Mais peut-être sommes-nous tout simplement trop impatients. La présente glissade des indicateurs de prix est bien plus rapide que celle constatée au début des années 1980, à laquelle des observateurs superficiels comparent la vague d’inflation actuelle. À l’époque aussi, la décrue de l’inflation avait été régulièrement ralentie par du mobilier urbain disposé au hasard et par les bosses traîtresses d’un chemin inégal.
Entre-temps, la plupart des bourses semblent avoir trouvé l’apaisement nécessaire. Du moins pour l’instant. Ainsi, la grande majorité des indices boursiers reviennent par à-coups à leurs niveaux (élevés) de la fin 2021. Les indices européens sont en tête du peloton, les autres ont encore de 5 % à 10 % d’écart à rattraper. Le NASDAQ suit d’un pas hésitant, avec retardement. De très nombreuses bourses mondiales ont déjà récupéré les pertes subies depuis l’invasion militaire, contrairement aux marchés obligataires qui sont toujours dans les cordes après les coups de massue de 2022 et qui doivent encore combler un trou de 15 % (!) dans la zone euro.
Graphique 3 : Évolution du MSCI zone euro, de l’indice S&P 500 et de l’indice NASDAQ (en €) depuis le 23-02-2022
Il va de soi que l’évolution sur les marchés d’actions n’est pas sans danger. La valorisation des cours actuelle intègre un redressement tout en douceur de la croissance économique en 2024, à la suite de quoi les résultats des entreprises s’inscriront à nouveau dans leur croissance moyenne à long terme de 9 % par an. Une vision courageuse, mais pas encore téméraire, du moins jusqu’à nouvel ordre. Les chiffres de l’inflation et les statistiques de l’emploi, publiés respectivement les 14 et 10 mars, nous le diront. Les tickets ne sont pas encore épuisés.

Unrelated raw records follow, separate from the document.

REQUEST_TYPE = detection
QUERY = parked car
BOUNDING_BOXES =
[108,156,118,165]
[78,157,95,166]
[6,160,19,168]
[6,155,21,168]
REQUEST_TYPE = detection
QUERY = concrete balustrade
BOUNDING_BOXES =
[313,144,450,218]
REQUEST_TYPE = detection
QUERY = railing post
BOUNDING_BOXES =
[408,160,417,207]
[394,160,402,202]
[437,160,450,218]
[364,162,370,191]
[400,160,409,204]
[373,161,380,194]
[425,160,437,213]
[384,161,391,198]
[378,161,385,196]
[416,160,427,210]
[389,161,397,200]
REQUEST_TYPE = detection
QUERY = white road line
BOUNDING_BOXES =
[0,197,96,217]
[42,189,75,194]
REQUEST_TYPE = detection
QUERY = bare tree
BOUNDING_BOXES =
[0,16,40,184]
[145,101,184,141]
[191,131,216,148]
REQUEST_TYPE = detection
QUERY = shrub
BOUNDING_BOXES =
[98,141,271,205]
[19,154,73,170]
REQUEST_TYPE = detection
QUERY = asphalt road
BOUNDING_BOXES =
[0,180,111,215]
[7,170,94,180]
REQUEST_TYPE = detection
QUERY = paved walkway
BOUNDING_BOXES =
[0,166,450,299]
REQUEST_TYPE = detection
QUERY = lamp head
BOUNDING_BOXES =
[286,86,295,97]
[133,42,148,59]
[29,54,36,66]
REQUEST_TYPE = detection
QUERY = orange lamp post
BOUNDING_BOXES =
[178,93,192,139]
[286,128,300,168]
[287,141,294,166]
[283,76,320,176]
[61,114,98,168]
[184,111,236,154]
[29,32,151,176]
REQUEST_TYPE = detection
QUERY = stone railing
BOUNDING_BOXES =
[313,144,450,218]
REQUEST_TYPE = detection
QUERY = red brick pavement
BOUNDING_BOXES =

Ne manquez pas ce spectacle.
1 Il est vrai que le prix du riz sur les marchés mondiaux a grimpé, mais cela s’explique par diverses raisons. Le prix des œufs a également flambé à la suite d’une sévère vague de grippe aviaire, notamment aux États-Unis.
2 Le mois précédent, un nombre similaire était attendu, avant d’être magistralement démenti par les faits. Le nombre d’emplois créés s’est avéré en effet trois fois plus élevé, principalement en raison d’un rattrapage accéléré des emplois perdus au cours des premiers mois de 2020.